E io mi metto a girar la manovella.
Potrei farmi l'illusione che, girando la manovella, faccia muover io quegli attori, press'a poco
come un sonatore d'organetto fa la sonata girando il manubrio. Ma non mi faccio né questa né altra
illusione, e séguito a girare finché la scena non è compiuta; poi guardo nella macchinetta e annunzio
al direttore:
- Diciotto metri, - oppure: - trentacinque.
E tutto è qui.
Un signore, venuto a curiosare, una volta mi domandò:
- Scusi, non si è trovato ancor modo di far girare la macchinetta da sé?

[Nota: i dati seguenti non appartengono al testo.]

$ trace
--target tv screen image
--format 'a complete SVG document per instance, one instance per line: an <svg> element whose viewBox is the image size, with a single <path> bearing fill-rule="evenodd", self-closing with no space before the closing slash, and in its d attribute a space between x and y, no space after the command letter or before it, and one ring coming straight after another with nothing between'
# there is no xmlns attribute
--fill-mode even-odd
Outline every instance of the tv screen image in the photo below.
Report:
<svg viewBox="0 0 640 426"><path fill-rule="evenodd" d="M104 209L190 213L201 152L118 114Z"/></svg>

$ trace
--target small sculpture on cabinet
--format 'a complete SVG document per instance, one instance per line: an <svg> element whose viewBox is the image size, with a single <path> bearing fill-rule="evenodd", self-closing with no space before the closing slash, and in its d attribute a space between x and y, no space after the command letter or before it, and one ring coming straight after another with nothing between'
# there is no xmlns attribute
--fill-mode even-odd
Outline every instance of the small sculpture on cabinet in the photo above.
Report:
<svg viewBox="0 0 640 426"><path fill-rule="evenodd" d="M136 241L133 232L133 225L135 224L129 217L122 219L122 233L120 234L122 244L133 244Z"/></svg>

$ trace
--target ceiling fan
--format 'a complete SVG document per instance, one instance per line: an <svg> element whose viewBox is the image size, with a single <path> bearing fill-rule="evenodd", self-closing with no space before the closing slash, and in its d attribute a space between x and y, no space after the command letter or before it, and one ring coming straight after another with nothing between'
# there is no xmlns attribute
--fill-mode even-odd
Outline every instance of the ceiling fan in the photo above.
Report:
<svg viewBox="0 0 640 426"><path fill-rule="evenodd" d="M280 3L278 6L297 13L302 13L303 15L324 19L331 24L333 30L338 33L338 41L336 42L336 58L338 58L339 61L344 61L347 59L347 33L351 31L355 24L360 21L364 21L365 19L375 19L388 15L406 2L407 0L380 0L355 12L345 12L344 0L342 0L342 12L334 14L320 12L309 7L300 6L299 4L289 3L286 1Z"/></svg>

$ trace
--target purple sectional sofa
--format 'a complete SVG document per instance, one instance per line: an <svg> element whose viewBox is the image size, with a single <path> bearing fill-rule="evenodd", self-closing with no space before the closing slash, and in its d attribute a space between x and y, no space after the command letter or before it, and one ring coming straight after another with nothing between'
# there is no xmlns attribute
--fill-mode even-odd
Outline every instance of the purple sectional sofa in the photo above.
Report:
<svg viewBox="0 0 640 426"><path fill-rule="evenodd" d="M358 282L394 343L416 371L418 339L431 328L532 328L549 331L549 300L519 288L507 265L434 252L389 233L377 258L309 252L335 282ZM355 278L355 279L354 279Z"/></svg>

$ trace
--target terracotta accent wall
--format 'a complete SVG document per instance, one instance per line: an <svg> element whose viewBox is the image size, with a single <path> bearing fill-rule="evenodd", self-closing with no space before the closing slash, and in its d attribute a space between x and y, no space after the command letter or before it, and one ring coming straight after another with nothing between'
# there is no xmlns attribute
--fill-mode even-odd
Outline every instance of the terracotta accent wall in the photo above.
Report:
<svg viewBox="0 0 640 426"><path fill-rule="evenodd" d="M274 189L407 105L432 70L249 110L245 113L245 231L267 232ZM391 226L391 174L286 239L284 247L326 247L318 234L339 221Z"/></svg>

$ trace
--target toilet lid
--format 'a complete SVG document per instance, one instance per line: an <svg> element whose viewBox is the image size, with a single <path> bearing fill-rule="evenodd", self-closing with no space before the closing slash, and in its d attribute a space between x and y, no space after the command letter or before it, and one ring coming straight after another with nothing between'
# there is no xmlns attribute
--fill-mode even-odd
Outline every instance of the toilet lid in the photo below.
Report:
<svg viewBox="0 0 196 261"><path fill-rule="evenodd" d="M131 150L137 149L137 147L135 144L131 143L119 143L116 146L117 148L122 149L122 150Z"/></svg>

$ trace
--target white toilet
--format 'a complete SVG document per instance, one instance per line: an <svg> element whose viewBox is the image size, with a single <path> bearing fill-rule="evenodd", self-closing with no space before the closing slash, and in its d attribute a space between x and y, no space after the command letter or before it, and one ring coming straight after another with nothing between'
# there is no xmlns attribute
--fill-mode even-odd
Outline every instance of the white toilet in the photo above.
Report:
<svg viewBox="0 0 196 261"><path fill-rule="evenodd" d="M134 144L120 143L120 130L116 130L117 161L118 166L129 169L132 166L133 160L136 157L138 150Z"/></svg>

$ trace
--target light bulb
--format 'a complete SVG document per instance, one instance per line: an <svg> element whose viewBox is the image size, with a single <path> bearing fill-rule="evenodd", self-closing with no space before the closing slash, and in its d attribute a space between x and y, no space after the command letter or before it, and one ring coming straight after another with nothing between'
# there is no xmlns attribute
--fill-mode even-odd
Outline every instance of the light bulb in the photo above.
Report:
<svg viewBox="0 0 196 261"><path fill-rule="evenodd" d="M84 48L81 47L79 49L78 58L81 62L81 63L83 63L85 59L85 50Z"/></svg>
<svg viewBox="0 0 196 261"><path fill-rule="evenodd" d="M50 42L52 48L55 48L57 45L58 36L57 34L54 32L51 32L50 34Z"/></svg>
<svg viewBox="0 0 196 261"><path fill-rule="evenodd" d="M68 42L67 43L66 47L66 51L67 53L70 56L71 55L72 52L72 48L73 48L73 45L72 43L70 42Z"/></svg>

Vedo ancora la faccia di questo signore: gracile, pallida, con radi capelli biondi; occhi cilestri,
arguti, barbetta a punta, gialliccia, sotto la quale si nascondeva un sorrisetto, che voleva parer
timido e cortese, ma era malizioso. Perché con quella domanda voleva dirmi:
- Siete proprio necessario voi? Che cosa siete voi? Una mano che gira la manovella. Non si
potrebbe fare a meno di questa mano? Non potreste esser soppresso, sostituito da un qualche
meccanismo?
Sorrisi e risposi:
- Forse col tempo, signore. A dir vero, la qualità precipua che si richiede in uno che faccia la
mia professione è l'impassibilità di fronte all'azione che si svolge davanti alla macchina. Un
meccanismo, per questo riguardo, sarebbe senza dubbio più adatto e da preferire a un uomo. Ma la
difficoltà più grave, per ora, è questa: trovare un meccanismo, che possa regolare il movimento
secondo l'azione che si svolge davanti alla macchina. Giacché io, caro signore, non giro sempre allo
stesso modo la manovella, ma ora più presto ora più piano, secondo il bisogno. Non dubito però,
che col tempo - sissignore - si arriverà a sopprimermi. La macchinetta - anche questa macchinetta,
come tante altre macchinette - girerà da sé. Ma che cosa poi farà l'uomo quando tutte le macchinette
gireranno da sé, questo, caro signore, resta ancora da vedere.